In conclusion, the plaintiffs having succeeded on all the issues framed, Judgment is entered for the plaintiffs against the defendant
in the following terms:-
It is hereby declared that the Grant of Letters of Administration to Eryeza Katabalwa as administrator of the estate of Adoloniko
Lubeebe, made by the magistrate’s Court Grade II Luwero, on the 20th day of May 1987 in Administration Cause No.29/87 was procured through fraudulent misrepresentation to the said Grade II Magistrate’s
Court, Luwero; and as such the said Grant is void ab initio.
It is ordered that the said Grant be and is hereby cancelled and vacated by reason of having been procured through fraudulent misrepresentation.
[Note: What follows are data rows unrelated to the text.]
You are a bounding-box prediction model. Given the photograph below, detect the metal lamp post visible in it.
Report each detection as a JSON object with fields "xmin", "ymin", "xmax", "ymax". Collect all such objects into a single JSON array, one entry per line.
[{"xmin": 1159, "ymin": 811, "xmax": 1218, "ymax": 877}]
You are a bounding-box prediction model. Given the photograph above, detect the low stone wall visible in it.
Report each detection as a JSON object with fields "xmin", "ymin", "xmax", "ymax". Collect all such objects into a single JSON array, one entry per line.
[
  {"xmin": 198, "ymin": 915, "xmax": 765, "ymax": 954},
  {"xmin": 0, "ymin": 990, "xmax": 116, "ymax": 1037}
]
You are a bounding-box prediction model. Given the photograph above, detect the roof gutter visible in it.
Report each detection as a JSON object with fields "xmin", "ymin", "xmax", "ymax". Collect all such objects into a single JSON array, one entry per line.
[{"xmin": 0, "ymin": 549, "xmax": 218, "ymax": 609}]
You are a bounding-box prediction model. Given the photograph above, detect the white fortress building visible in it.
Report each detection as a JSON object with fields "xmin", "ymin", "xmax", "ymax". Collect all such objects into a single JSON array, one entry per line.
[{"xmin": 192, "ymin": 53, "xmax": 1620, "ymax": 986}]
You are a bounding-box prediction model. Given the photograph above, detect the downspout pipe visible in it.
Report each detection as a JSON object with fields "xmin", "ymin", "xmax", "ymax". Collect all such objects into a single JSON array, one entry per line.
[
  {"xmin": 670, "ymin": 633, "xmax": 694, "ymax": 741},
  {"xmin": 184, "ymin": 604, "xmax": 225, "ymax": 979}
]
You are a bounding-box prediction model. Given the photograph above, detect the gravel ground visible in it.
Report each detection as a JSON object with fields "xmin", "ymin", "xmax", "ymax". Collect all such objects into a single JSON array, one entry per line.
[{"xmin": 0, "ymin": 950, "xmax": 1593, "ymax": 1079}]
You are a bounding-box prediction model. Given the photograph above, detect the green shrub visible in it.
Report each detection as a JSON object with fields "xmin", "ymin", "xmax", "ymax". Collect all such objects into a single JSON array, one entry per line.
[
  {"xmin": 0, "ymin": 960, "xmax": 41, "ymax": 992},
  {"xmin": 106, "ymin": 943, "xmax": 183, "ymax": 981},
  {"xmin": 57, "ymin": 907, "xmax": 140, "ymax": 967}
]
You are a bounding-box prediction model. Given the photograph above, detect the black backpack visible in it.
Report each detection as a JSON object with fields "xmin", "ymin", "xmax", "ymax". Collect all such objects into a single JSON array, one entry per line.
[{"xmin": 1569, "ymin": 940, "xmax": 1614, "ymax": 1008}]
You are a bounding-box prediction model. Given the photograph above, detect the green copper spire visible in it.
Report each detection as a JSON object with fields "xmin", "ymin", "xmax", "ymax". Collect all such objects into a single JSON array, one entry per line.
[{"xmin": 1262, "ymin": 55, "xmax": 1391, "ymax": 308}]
It is declared that the registration of Eryeza Katabalwa as registered proprietor of the land comprised in Bululi Block 212 plot 2
as per Instrument Number BUK. 46852 of 2nd June 1987, on the basis of the Letters of Administration granted in Administration Cause No.29 of 1987 issued on 20th May 1987, was procured by fraud by reason of the said Letters of Administration having been fraudulently obtained, and as such the
said transfer and registration are null and void ab initio.
It is hereby ordered that the said transfer Instrument No. Buk. 46852 dated 2nd June, 1987 transferring the land comprised in Bululi Block No. 212 Plot No.2 from Adoloniko Lubebe into Eryeza Katabalwa, The Administrator
of the estate of the late Adoloniko Lubebe, be and is hereby vacated by reason of having been procured through fraud.
It is declared that the transfer and registration of the land comprised in Bululi Block No. 212 Plot No.2 as per Instrument Number
Buk. 48613 dated 13.07.90 from the names of Eryeza Katabalwa into the names of Kyabongole Farmers Company Limited was procured through
fraud and the same is void ab initio.
It is ordered that the transfer and registration of the transfer as instrument Number BUK.48613 dated 13.07.90 of the land comprised
in Bululi Block 212 plot 2 from Eryeza Katabalwa to Kyabongole Farmers Company Limited be and is hereby vacated.
It is ordered that the land comprised in Bululi Block 212 plot 2, Kyabongole, be restored to Adoloniko Lubebe, as registered proprietor.
It is also ordered that the defendant company vacates the land in question and deliver vacant possession of the same to the plaintiffs.
All interlocutory orders issued in the suit in the course of the hearing are hereby vacated the same having been overtaken by the
orders made in this Judgment.
The plaintiffs are awarded the costs of the suit.